Hello there!
Firstly i would like to apologize if i’m posting on the wrong section.
I supose this is may be a simple quest for most of you, but as a beginner i’m finding some things quite complicated to understand at first.
My question is: When i run a “docker run [Apache, PHP, etc…]” it creates by default it’s files, configuration, etc.
All fine.
But when i point a volume to it (Ex. /mnt/data/apache:/etc/apache2) those files that are generated inside the container with the container configs do not get created on the persistent volume…
So, i supose i need to have those files already, on those persistent volumes… But i do not have them.

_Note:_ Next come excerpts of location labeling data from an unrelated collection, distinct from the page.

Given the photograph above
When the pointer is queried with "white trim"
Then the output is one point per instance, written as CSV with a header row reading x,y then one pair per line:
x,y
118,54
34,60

How do i get the files created in the container and push it to the persistent volume, so i can configurate from there on forth? Because i do not have any configs for Apache. I want to use the default ones created by Apache app…
Thank you. Also, again, sorry if this question is stupid, i really do not know how to do this.
The documentation is ambigous about volumes. Your example does not use a volume at all. It just uses a bind, which litteraly bind mounts a host folder on top of a container folder. As a result the original content of the container folder become invisble, as it is completly eclipsed by the host folder mounted “on top” of it. You won’t see binds listed in docker volume ls
Named volumes that are empty (e.g after beeing created) on the other hand copy the target locations content into the named volume (once !) before they bind the named volume on top of the container folder. You will see named volumes listed by docker volume ls. Keep in mind that If you update files in this path in a newer image, the files will never be used as the old files already exist in the volume - so no copy-on-first-use is triggered.
Personaly I don’t like if images rely on copy-on-first-use. I prefer to emulate the approach by storing the files in a template folder (use whatever folder you like) inside the image and then add functionality to the entrypoint script that checks if one or more of those files already exist in the volume and if not copy the template files into the volume.
Yeah, but its not creating the files… So theres a problem?
it should create the files to specified volumes?
Didnt know that. Well, its not. I did /mnt/data/apache:/etc/apache2 but the folder is empty.
If i run without the volume and enter bash on the container the files are there…
This does declare a bind: /mnt/data/apache:/etc/apache2
This declares a named volume: apache-data:/etc/apache2
Please note that the named volume is just a “handle” and not a host path. Whenever you use a host path, docker will use a bind and not a volume.